The higher sensitivity of EIS biosensors is counterbalanced by the occurrence of non-specific binding in the EIS sensor surface. Therefore, the EIS sensor requires an additional blocking agent (i.e., 0.1% BSA–1% Tween 20) compared to the QCM sensor surface. This might be attributed to a longer incubation time (30 min) and manual washing of the EIS sensor compared to the shorter injection time (4 min), the consistency of the washing step on the QCM sensor surface use of the microfluidic system. To conclude, it is worth mentioning the recent development of an innovative electrochemical–quartz crystal microbalance (IEQCM) sensor [39], which promises to exploit each platform’s benefits and overcome their drawbacks.

4. Conclusions

This work has compared the performance of two affinity sensing platforms, Faradic EIS and QCM, having nanoMIP as an artificial receptor and morphine as a target analyte. NanoMIP EIS sensor demonstrated outstanding performance in specifically detecting morphine at a low concentration in a direct assay format. Notably, the LOD of morphine nanoMIP EIS sensor developed onto SPE (0.11 ng·mL−1) was equal to the LOD achieved when the same sensor was fabricated using IDE (0.11 ng·mL−1). An analogous nanoMIP functionalization was applied onto QCM sensor chips and evaluated using a QCM instrument with a fully embedded microfluidic system. Prior to the binding, the drug was adsorbed onto gold nanoparticles to enhance the QCM sensitivity and to obtain a LOD equal to 0.19 µg·mL−1. However, EIS sensors detected morphine at a concentration lower than three orders of magnitude compared to QCM sensor. Overall, both QCM and EIS specifically detected morphine in a direct assay format, although QCM required morphine AuNPs conjugation to obtain a successful detection on the µg·mL−1 range. On the other hand, EIS required extensive experimental time and data processing, resulting in longer analysis lapse time. In addition, presently, EIS does not allow to observe the receptor-analyte binding in a real-time, as measurements are carried out post-binding (at least when a redox probe is used for the readings). Contrariwise, QCM permitted the recording of real-time binding data and the estimation of the equilibrium binding constant KD. The work also highlighted the advantage of using our QCM instrument as a multiplex sensing platform compared to EIS.

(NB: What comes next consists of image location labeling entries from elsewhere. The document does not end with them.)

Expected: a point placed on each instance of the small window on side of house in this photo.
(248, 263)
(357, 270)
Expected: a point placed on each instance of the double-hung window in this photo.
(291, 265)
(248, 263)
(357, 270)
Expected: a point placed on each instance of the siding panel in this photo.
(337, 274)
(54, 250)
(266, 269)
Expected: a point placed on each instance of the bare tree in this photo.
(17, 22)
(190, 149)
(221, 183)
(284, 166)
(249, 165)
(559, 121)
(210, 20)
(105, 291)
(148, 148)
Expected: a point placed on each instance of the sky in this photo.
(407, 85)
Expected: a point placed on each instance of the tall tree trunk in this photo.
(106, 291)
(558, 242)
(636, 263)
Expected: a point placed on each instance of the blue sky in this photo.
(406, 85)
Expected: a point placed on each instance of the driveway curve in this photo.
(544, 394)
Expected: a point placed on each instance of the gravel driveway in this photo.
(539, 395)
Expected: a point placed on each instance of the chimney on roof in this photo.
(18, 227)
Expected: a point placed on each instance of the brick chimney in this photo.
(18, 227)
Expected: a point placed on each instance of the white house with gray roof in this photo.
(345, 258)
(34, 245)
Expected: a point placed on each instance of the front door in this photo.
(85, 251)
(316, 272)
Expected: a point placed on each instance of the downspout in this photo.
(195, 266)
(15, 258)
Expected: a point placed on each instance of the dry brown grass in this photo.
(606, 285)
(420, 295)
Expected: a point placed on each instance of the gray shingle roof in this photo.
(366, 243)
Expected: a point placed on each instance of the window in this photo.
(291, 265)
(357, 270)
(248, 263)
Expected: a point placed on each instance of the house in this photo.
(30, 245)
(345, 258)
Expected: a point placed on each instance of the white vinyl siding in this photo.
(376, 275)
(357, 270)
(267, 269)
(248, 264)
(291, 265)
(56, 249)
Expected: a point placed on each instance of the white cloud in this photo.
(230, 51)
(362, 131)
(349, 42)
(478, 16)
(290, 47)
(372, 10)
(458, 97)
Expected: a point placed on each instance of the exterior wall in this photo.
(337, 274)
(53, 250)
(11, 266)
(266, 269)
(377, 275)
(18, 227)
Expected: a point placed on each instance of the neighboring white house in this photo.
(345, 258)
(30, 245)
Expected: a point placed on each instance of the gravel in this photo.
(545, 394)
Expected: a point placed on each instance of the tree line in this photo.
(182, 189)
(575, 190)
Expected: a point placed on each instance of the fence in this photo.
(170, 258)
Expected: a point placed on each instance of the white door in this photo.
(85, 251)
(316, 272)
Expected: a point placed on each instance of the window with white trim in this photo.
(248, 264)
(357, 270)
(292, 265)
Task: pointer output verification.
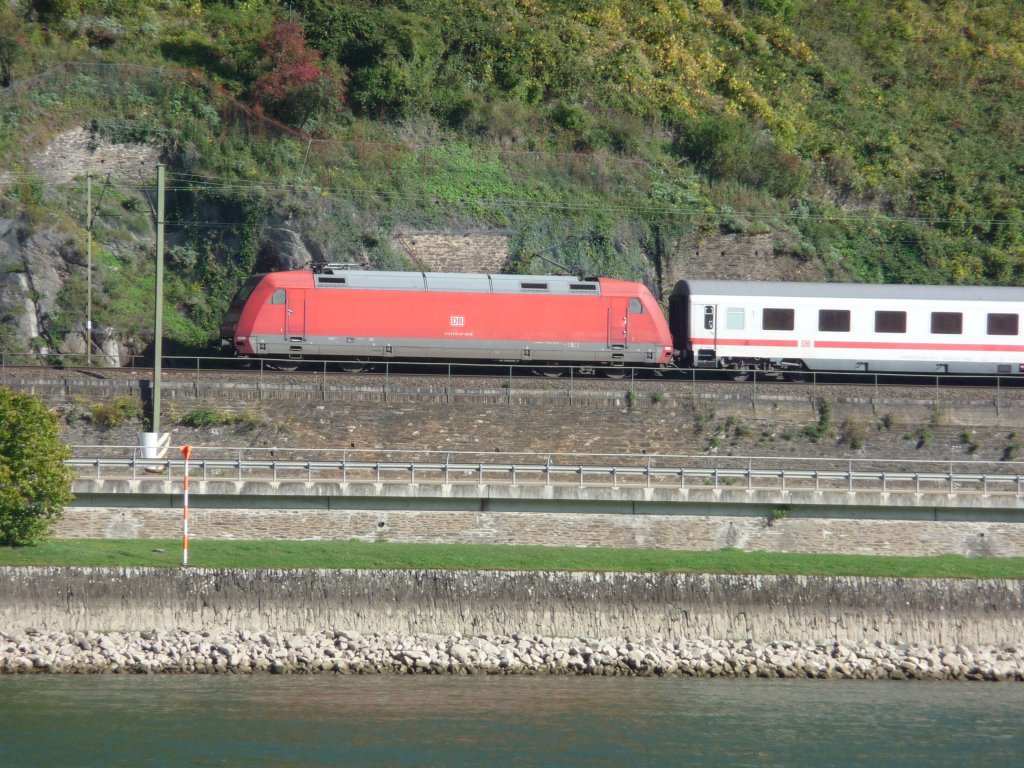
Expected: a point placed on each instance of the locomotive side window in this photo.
(947, 323)
(887, 322)
(734, 318)
(773, 318)
(837, 321)
(1004, 325)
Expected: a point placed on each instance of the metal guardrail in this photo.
(583, 475)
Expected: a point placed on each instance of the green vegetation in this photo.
(881, 138)
(822, 428)
(206, 417)
(35, 485)
(219, 554)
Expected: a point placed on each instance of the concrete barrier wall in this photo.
(552, 604)
(569, 528)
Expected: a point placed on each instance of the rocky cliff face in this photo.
(43, 254)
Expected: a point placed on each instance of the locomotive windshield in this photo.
(243, 295)
(235, 309)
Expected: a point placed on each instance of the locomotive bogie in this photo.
(848, 328)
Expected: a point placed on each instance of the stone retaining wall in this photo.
(686, 532)
(672, 606)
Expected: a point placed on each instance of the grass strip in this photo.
(363, 555)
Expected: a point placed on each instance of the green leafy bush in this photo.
(35, 484)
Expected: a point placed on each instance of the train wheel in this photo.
(354, 367)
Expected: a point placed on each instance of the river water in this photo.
(329, 720)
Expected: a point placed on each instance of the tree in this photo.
(35, 484)
(296, 85)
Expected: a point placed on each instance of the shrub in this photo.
(35, 484)
(296, 85)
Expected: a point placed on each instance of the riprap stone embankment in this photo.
(195, 620)
(350, 652)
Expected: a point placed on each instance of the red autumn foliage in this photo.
(296, 84)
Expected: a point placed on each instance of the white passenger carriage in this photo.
(800, 327)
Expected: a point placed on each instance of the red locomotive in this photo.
(368, 315)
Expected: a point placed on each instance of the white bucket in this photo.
(154, 445)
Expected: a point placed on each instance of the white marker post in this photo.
(185, 452)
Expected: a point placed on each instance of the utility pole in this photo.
(158, 324)
(88, 268)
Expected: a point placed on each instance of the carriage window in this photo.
(1003, 325)
(777, 320)
(834, 320)
(734, 320)
(890, 323)
(947, 323)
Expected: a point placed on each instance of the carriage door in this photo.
(708, 336)
(619, 324)
(295, 315)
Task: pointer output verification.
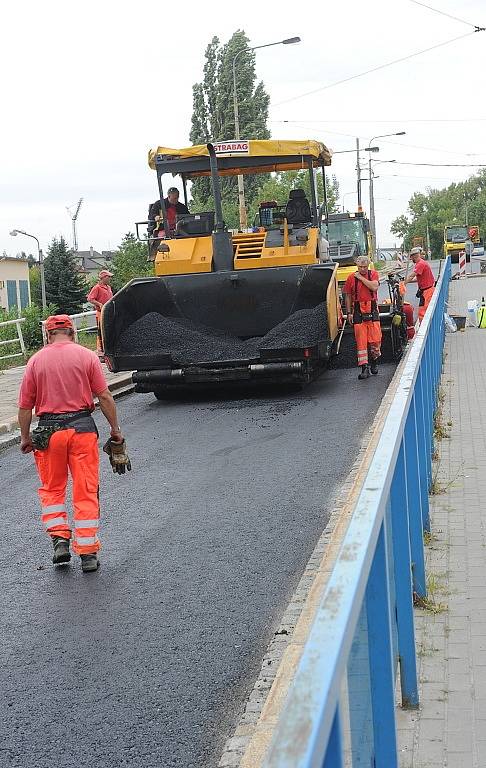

To conclude, the EIS sensor platform is portable and can achieve an outstanding sensitivity. As such, it might be better suited for in-field operation. On the other hand, the QCM sensor used in this work, is a bulky piece of equipment and more indicated for in-lab and multiplex detection methods as it requires sample preparation and proper equipment maintenance. Nevertheless, this work has shown that both platforms can detect illicit drugs, such as morphine, and particularly the EIS nanoMIP sensor could be developed further and validated with real samples.